Getting dark, and the last rays of the sun popped a rainbow.    About 8 cell phone exposures stitched together.


----------



## CAP (Jun 14, 2014)

Never heard of them..


----------



## SDB777 (Jun 14, 2014)

CAP said:


> Never heard of them..



Cell phones?  Funny looking things without wires to hold them to the wall.....people can't seem to drive automobiles without having one either stuck in their ear, or worse....typing on them!  Sometimes, people even use them instead of talking to other people standing right next them...outrage.




Not the person to be commenting on 'stitching' cell phone photo's...still trying to do 'normal photo's from a tripod.
Getting hungry thinking about chicken now though.......



Scott (I like wings...not hot wings) B


----------



## Derrel (Jun 15, 2014)

Hey--COOL photo! I have no idea how this post got overlooked until now!
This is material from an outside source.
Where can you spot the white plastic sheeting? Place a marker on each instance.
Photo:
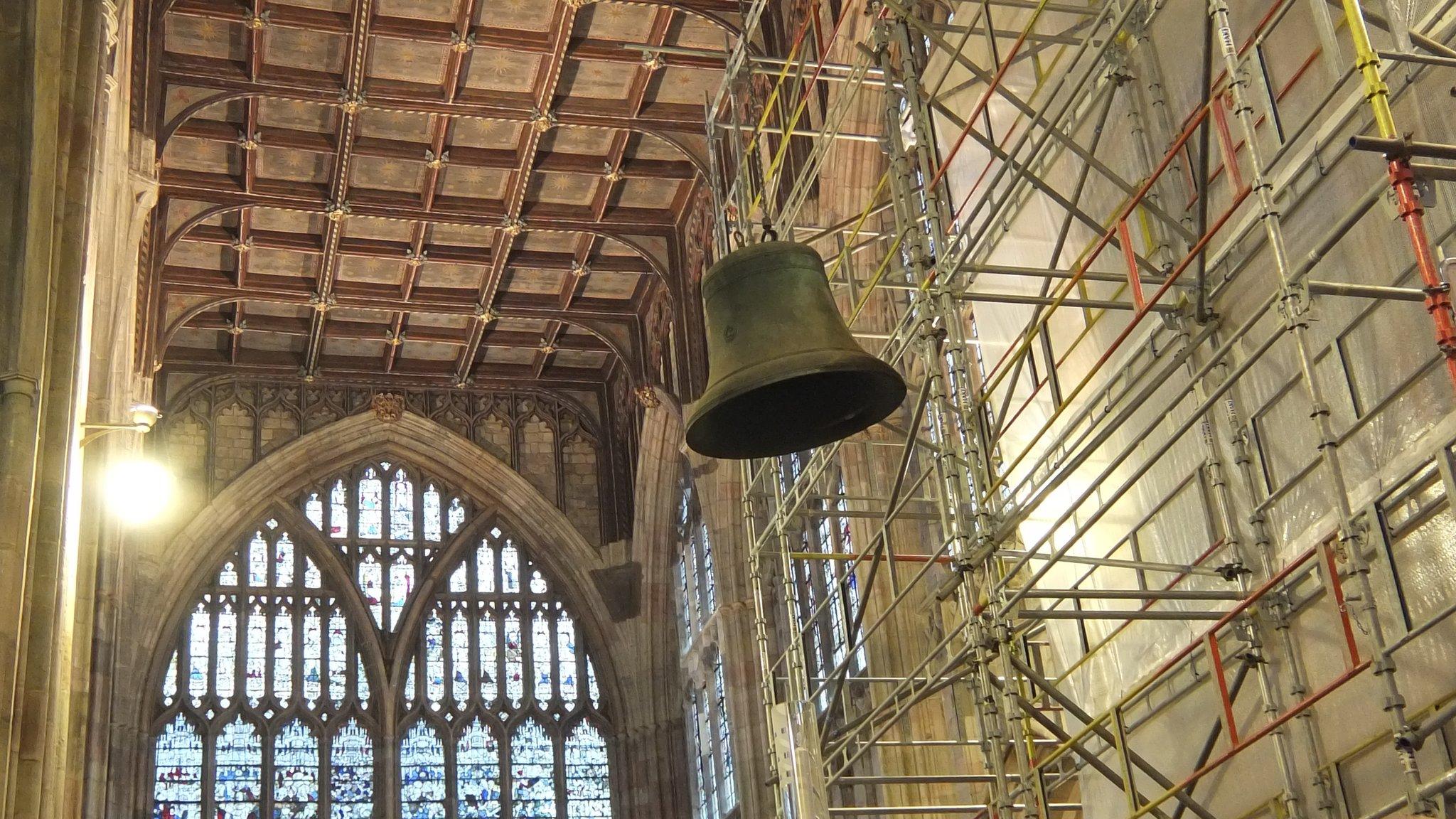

I never saw the title to this post until now, two full weeks into June!!! What the ,,,,!

I had never ever thought of stitching cell phone pics... huh...something new to think about.


----------



## IzzieK (Jun 15, 2014)

Man that is a loooooooong wait for a photo to be commented on...


----------



## The Barbarian (Jun 15, 2014)

> Never heard of them..



Rainbows often occur when you have your back to the sun and you are facing a rainstorm.    It's caused by different refraction of light at different wavelengths.   Oh, wait, you're talking about Cane's, aren't you?


----------



## DarkShadow (Jun 15, 2014)

Agree with Derrel Cool Shot and first I am seeing this..The tittle jumped out at me so how I missed this up until now is beyond me.Well Done and with a cell phone.The Rainbow looks like a Big Bubble.


----------